I wandered up to the restaurant deck to take this photo overlooking the outdoor tables below.  I love all the bright colours contrasting against the stark white of the snow. Elsewhere in society the winter colour is often several shades of black...

...not here, it's not only ski jackets, pants, helmets & boots that are colourful, the skis and snow boards themselves are a riot of colour too. Very refreshing! 

I loved the kiwi themed racks to hold your gear while not skiing. Although I couldn't quite get over the fact that anyone with ill intent could have helped themselves to something had they wanted too. Some skis and boards were discarded where their uses had stepped out of them which provided a bit of a hazard to watch for while walking.

I watched the chairlifts carrying happy punters to the top of the skifield and then kept an eye on a few of the runs delivering them back to the base, if I'd had more time I might have taken a ride to the top too.

I had no desire to go skiing though, it's been a very long time since I last skied at Mt Ruapehu's Whakapapa ski field in the North Island. No, I was quite happy watching others enjoy themselves. And I was also keeping an eye on the time and the temperature as it started to cool down as the afternoon marched on.

I wanted to be off the mountain before the road re-froze after the warm afternoon sun had softened the ice and snow.

The car park was now full to overflowing and cars were still arriving, there were several campervans including two large Jucy motorhomes (with chains) parked very close to me. It's lucky I'm a tiny person (uh-huh, that's me!) I was able to squeeze through the small gap they left to get in my door.
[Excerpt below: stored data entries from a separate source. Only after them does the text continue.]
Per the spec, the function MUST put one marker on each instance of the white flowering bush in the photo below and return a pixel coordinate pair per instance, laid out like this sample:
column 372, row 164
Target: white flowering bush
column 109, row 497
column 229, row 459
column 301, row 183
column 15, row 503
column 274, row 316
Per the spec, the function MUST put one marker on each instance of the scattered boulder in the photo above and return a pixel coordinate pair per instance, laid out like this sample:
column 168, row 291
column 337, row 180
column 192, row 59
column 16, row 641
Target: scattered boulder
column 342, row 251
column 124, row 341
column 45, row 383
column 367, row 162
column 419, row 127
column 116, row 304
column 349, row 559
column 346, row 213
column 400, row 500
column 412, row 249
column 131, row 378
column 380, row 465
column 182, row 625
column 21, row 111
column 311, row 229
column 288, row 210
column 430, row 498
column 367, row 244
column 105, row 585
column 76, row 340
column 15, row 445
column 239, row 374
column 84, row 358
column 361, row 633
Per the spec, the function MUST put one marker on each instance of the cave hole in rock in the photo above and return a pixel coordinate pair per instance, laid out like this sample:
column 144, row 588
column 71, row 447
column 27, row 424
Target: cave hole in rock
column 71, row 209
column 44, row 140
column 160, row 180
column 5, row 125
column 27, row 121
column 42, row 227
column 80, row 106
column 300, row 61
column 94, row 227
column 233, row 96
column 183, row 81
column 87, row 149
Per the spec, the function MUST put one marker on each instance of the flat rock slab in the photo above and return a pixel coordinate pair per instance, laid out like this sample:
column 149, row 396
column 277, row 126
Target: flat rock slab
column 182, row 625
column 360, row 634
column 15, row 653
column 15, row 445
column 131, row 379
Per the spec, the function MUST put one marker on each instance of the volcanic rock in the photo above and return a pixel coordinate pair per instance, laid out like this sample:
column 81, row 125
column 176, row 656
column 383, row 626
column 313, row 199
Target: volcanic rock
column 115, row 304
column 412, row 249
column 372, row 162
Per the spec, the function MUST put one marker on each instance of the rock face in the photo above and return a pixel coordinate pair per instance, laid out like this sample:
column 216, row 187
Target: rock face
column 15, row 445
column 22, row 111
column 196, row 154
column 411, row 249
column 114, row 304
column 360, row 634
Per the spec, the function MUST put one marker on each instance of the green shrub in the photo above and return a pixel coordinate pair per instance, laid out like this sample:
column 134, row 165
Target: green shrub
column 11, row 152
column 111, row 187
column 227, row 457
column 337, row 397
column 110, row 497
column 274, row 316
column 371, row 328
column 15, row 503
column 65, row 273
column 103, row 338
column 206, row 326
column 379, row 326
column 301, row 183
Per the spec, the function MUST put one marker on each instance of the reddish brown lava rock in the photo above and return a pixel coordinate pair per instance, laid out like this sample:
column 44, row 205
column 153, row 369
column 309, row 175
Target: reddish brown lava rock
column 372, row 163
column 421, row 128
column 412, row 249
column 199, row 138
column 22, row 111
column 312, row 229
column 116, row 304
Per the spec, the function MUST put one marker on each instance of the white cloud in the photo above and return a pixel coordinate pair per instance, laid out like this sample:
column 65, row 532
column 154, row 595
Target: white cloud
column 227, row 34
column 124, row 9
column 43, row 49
And to top off a great afternoon, on my way back to the ute, I had a quick encounter with one cheeky kea (our endemic mountain parrot), who was trying to destroy the window rubbers on someone's vehicle. I shooed him away and he bounced off over the roofs, grabbing at aerials and roof racks as he went.  Someone else gave chase and he flew off disappearing over far edge of the carpark.

I navigated my way out of the carpark (my spot bagged as soon as I my reverse lights flashed), back to the road, and headed down, happy to see that it was still ok to travel....well, where the sun shone anyway. The camber of the road pushes the vehicles to the inside edge both up and down, which is just as well as it's quite disconcerting driving when there is no edge to the road. I did wonder (briefly) what would happen if you did manage to slide the wrong way on the ice.

Once the road disappeared into the shade of the mountain the road crews were busy opening the 'Caution Icy' signs. 

I passed them several times; I still had a few more photos to take on the way down. This one from the Rakaia Saddle- 

I love the patchwork of paddocks and shelterbelts and wide gash as the Rakaia River cuts a path through the Plains.

A couple of entrepreneurs were parked at the end of the road, waiting for the afternoon influx of visitors leaving the mountain. Although I'm not so sure Mr Whippy has checked out where his target market have been; icecream after a freezing afternoon in the snow? No thankyou! 

I took a detour on the way home via the alpine village of  Methven, a great little town which provides accommodation, pubs, cafes and restaurants for visitors to Mt Hutt and several other nearby ski fields. This is the famous in Methven 'Blue Pub'...

...and across the road, taken from another corner, the equally famous 'Brown Pub'.

And as with the Lakes, we don't know it yet, but we're going to become very familiar with this little village of Methven.